Purpose
Although multimodal management of extremity soft tissue sarcoma (STS) is the standard of care, considerable variation exists
in the sequencing of radiotherapy (RT) or chemotherapy (CT). Our goal was to identify factors responsible for this variation.
Methods
Members of specialty societies with an interest in STS were emailed a questionnaire about multimodal treatment of STS. Survey
responses were scored on a 5-point Likert scale (1 = always preoperative and 5 = always postoperative) and analyzed by specialty,
years in practice, and percentage of practice consisting of STS.
Results
The questionnaire was completed by 320 (65%) of 490 physicians, including medical oncologists (18%), radiation oncologists
(8%), orthopedic oncologists (22%), surgical oncologists (45%), and others (7%). Respondents were evenly split on the use
of neoadjuvant RT (mean 3.03 ± 0.06) and showed a slight preference for neoadjuvant CT (2.89 ± 0.06). Radiation oncologists
(2.52 ± 0.18), physicians with a >75% STS practice (2.58 ± 0.17), and those in practice <5 years (2.79 ± 0.12) preferred neoadjuvant
RT. Neoadjuvant CT was preferred by orthopedic oncologists (2.62 ± 0.12) and physicians with >75% STS practice (2.51 ± 0.16).

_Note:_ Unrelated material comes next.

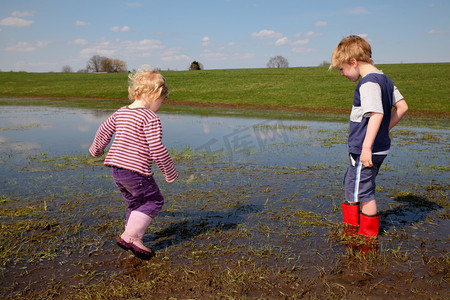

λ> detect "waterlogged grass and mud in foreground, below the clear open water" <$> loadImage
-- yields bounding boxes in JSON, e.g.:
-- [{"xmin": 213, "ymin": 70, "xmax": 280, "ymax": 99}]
[{"xmin": 0, "ymin": 102, "xmax": 450, "ymax": 299}]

Factors influencing the choice for neoadjuvant RT were well-defined treatment volume, increased acute morbidity, and decreased
late morbidity, while for CT, they were in-situ disease monitoring and early treatment of micrometastases.
Conclusions
Treatment sequencing in STS is influenced by specialty and clinical experience, with no clear consensus. These patterns may
reflect the recent trend toward regionalization of STS care.
Presented in part at the 46th Annual American Society of Clinical Oncology meeting held in Chicago, June 2010, and the 64th
Annual Cancer Symposium of the Society of Surgical Oncology in San Antonio, March 2011.